Когда жены не стало, у этого почти девяностолетнего человека нашлись силы спуститься с четвертого этажа, связав углами четыре скатерти. Так он попал в руки тех, кого мы в Москве зовем членами бандформирований, они и доставили старика в перевязочную. Жаль, что слушали старика мы, которые за день и без того наслушались всякого, а не Грачев, не Ерин, не Степашин, вот бы и поговорили со старым военным, как офицер с офицером. Да, еще бы хорошо, как они любят, на телеэкране, при многих свидетелях.
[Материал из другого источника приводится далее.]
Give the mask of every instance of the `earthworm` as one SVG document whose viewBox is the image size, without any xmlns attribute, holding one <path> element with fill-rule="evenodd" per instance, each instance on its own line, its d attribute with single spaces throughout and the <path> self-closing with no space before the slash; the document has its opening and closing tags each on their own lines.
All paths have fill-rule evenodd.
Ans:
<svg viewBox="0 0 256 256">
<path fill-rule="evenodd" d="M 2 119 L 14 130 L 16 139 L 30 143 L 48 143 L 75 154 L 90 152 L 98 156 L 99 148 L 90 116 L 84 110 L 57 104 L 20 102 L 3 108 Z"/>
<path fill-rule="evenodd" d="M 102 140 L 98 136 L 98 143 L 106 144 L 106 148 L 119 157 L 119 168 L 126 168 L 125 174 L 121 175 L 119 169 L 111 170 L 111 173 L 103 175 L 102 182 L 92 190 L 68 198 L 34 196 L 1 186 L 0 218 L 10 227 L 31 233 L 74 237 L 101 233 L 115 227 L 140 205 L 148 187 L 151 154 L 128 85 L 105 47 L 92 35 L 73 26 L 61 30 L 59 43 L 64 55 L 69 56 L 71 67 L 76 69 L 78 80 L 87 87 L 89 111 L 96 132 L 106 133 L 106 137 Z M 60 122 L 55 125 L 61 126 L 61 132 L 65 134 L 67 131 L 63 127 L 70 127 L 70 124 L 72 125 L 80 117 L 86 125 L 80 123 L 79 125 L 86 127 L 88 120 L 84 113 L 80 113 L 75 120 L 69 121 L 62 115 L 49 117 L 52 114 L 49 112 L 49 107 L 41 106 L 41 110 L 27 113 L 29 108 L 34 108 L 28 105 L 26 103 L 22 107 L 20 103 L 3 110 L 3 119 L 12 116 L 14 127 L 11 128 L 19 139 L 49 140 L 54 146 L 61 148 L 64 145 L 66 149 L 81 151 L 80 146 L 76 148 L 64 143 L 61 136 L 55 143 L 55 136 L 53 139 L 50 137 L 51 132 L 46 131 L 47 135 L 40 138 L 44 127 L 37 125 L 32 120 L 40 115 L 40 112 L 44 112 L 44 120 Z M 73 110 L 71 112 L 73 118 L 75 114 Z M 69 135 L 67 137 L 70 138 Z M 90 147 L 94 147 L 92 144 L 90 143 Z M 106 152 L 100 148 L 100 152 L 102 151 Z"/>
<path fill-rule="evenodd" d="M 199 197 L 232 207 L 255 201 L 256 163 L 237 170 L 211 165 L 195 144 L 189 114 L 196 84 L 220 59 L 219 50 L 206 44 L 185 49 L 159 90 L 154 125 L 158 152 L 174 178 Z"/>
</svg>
1 января, 9.00. Накануне вечером депутатам удалось записать на телепленку свое заявление и перегнать его в Хасавюрт базирующимся там корреспондентам разных телевизионных компаний. Но к ночи погас свет, и этот открывшийся канал связи с миром был утрачен. Нетерпеливый Лев Пономарев, жаждущий действия, нашел двух опытных ополченцев, которые берутся добросить четырех человек до перекрестка, откуда идет относительно безопасная дорога на Хасавюрт, а оттуда можно доехать до ближайшего аэропорта. Решено было, что одним из четырех будет представитель СМИ, выбор их пал на «Известия».
Когда мы выезжали из Грозного, все небо позади казалось в дыму. Войска Грачева и Ерина сжигали четырехсоттысячный город Грозный. Да, говорят нам, жертвы неизбежны, но зато мы сохраняем целостность России и наиболее экономичный путь транспортировки нефти. Держава превыше всего. Ради ее величия ничего не жалко.